The Bisons, who finished 7-4 last season and lost to St. Marys in the D9 Class AAA semifinals, are led by quarterback Jarrin Campman (126 of 233, 1,840 yards, 16 TDs, 12 Ints; 191 carries, 685 yards, 15 TDs), wide receiver Trey Campman (26 catches, 304 yards, 1 TD) and running back Isiah Morgan (99 carries, 379 yards, 5 TDs in an injury-plagued year last season after rushing for 1,130 yards and 13 TDs two years ago).
Clearfield also returns three starters on the offensive line, so it should score a lot of points. The big question mark could be on defense where Clearfield allowed 21.9 points per game last season, including allowing 26 or more points five times and 40 or more twice.
Last year’s runner-up, St. Marys, lost a ton of kids and is rebuilding, while the fourth Class AAA team Punxsutawney was 0-10 last year and 0-10 in 2005 and has just four wins in the last three seasons.
District 9 has just one Class AAAA team, DuBois.

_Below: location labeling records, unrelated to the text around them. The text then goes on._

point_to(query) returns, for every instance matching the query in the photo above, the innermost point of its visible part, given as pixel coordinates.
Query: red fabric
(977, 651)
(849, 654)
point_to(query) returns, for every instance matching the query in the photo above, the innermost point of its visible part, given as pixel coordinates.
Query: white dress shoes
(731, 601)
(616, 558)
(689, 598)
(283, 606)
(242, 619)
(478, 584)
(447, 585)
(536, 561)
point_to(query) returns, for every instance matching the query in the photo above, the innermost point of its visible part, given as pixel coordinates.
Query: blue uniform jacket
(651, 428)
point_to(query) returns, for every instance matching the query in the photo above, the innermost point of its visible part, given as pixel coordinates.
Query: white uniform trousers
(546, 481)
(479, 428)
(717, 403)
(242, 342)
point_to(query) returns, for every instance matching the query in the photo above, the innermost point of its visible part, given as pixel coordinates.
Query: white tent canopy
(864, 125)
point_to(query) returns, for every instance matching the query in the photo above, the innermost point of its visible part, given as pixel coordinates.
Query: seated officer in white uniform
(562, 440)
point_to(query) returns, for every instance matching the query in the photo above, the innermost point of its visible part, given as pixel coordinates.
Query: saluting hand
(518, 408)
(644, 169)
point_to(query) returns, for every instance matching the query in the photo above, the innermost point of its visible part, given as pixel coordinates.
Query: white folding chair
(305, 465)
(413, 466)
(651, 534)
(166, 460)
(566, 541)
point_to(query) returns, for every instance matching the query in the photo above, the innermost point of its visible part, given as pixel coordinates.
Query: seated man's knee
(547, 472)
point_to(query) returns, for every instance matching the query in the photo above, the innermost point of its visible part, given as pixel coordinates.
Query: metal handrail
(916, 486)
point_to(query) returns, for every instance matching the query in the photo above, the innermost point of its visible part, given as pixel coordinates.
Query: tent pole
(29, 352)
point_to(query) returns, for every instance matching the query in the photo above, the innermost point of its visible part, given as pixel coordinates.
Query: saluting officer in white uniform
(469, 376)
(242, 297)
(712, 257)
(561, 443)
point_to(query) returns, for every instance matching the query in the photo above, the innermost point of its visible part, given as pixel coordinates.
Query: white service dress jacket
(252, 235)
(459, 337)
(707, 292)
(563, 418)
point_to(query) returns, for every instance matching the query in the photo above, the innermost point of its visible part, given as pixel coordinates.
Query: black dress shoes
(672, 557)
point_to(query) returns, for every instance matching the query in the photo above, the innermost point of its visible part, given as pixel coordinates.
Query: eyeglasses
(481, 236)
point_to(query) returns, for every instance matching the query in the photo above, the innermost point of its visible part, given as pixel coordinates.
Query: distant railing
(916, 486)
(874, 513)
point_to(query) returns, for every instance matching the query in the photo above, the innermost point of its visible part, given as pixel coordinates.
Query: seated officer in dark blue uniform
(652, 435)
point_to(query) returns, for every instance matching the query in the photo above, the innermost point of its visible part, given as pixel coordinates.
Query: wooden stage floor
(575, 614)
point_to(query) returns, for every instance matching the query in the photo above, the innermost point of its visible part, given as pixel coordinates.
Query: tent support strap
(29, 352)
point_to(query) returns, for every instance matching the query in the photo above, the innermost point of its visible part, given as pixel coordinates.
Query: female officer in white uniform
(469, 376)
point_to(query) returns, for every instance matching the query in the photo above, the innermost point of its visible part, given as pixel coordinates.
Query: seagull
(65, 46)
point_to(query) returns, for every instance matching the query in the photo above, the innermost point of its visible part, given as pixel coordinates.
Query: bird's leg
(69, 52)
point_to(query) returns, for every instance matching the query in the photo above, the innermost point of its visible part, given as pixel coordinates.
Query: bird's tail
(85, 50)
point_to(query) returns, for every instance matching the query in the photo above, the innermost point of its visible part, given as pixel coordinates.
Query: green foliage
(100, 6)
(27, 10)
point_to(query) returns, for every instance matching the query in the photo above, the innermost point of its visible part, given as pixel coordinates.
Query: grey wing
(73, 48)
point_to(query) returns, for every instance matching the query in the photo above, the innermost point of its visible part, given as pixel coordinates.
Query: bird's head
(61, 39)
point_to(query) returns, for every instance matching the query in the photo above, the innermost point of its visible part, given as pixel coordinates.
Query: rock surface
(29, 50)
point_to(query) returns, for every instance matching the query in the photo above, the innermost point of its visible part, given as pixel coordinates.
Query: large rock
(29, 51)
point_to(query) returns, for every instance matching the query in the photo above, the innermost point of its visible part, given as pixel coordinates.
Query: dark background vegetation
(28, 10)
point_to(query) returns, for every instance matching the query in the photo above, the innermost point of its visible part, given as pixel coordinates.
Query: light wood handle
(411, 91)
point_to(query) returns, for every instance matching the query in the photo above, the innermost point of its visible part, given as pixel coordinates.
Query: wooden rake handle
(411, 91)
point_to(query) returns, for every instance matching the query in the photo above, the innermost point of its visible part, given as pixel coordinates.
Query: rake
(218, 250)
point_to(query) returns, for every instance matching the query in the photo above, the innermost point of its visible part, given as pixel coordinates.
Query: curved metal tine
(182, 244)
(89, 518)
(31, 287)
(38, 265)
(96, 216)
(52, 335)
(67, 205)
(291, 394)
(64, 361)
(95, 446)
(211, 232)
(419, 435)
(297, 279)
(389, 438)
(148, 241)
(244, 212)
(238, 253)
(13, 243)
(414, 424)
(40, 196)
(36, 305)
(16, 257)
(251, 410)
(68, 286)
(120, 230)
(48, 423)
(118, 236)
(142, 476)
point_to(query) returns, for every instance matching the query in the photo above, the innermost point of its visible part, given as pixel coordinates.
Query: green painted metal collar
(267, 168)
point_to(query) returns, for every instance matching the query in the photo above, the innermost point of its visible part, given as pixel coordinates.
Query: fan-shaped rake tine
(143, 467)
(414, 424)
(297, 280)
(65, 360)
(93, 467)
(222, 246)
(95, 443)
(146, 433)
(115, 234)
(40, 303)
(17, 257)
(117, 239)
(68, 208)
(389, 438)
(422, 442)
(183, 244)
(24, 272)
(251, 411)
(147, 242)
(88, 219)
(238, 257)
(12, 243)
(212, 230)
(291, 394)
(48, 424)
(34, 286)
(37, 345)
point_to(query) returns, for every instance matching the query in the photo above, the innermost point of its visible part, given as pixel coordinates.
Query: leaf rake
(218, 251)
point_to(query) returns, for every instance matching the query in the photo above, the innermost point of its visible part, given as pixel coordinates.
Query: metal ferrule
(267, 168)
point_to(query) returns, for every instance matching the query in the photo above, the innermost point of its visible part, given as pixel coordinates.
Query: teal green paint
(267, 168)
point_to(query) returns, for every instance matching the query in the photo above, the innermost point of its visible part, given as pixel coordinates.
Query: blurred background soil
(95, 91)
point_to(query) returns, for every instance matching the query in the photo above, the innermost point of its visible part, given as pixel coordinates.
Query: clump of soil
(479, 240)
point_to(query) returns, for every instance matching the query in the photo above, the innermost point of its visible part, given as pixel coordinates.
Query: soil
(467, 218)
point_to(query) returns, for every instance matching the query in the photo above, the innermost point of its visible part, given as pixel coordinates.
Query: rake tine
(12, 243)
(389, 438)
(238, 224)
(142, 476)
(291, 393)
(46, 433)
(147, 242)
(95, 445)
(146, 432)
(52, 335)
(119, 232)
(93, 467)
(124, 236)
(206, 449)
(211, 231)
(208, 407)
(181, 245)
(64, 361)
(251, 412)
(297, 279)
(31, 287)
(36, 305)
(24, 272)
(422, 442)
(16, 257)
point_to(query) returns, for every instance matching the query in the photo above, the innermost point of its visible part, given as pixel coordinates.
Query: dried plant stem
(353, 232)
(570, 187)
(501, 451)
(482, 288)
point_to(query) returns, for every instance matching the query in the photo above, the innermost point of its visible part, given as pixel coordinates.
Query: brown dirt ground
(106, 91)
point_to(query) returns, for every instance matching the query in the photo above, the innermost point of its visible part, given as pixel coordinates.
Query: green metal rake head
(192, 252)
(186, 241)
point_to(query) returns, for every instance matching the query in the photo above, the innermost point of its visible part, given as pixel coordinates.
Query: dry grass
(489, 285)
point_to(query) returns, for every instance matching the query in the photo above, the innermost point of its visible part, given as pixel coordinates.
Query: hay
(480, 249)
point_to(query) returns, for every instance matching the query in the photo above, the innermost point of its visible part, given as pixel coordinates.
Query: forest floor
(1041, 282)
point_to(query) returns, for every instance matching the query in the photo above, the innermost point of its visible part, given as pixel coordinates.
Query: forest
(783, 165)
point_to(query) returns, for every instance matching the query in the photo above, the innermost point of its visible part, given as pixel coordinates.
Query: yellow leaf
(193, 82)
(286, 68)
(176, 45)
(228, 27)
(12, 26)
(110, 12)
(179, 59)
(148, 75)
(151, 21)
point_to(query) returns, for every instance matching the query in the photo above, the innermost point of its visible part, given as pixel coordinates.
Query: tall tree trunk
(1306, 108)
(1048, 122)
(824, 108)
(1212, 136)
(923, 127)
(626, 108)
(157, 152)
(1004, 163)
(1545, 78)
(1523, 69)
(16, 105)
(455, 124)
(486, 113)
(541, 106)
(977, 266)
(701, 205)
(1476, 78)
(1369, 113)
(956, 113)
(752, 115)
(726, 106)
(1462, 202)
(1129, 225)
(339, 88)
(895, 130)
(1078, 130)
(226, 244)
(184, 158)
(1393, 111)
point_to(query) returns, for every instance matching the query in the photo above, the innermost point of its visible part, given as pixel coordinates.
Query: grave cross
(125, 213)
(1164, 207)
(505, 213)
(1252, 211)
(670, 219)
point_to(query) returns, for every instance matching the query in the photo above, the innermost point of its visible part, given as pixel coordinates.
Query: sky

To qualify for the state playoffs the Beavers must play a play-in game with District 10, something they did a couple of years ago and lost. But DuBois fell to 2-8 last season and plays an extremely difficult schedule this year featuring Clearfield, Erie Cathedral Prep, Bellefonte, Perry and Hollidaysburg.
Conference Realignments Abound
This could also be a confusing year for District 9 fans in terms of conference alignments, as the D9 League (which consisted of Bradford, Brookville, DuBois, Punxsutawney and St. Marys last year) ceases to exist.
Bradford has moved over to District 10 Region 6 – the Owls are still a District 9 team – and will play an entirely District 10 schedule with the exception of Olean (N.Y.) its cross-border rivals. The only way the Owls will see a D9 foe this year is if they make the playoffs.
Brookville and Punxsutawney, meanwhile, have joined the KSAC. It is sort of a homecoming for Brookville, which was in the KSAC’s predecessor – the Little 12 – from 1951-92 winning three league titles along the way.
DuBois, meanwhile, is in the Mountain Athletic Conference Seven Mountains League with Bellefonte, Central Mountain, Hollidaysburg and Indian Valley.
St. Marys joins the Mountain Athletic Conference Nittany League where it is joined by Clearfield – a member of the MAC Large School Division last year – and seven District 6 schools including Tyrone, Philipsburg-Osceola and Lewistown.
District 9 has also seen the influx of seven new coaches – over a quarter of the District – since the start of last season.
One of those coaches, Luke Breese at Otto-Eldred, actually stepped in late last year replacing Kerry Snow in week eight and leading the Terrors to a 2-1 finish.
The other new coaches are Rapp at Redbank Valley replacing Wasilowski, Jeremy Lipps at Union replacing Tom Kidder, Hathaway at Coudersport replacing Simcoe, Ryan Yingling at Smethport replacing former teammate Rob Cosper, Mark Heindl at Ridgway replacing Mark Morelli and Travis Skrzypek at Elk County Catholic replacing Keith Lecker.
Those seven new coaches mean that since the start of the 2006 nearly half of the District 9 football schools (12 of 26) have undergone a coaching change.
In fact, only three schools – Clearfield (Tim Janocko 24 years), Clarion (Larry Wiser 21 years) and Brookville (Chris Dworek 13 years) – have had the same coach for more than 10 years.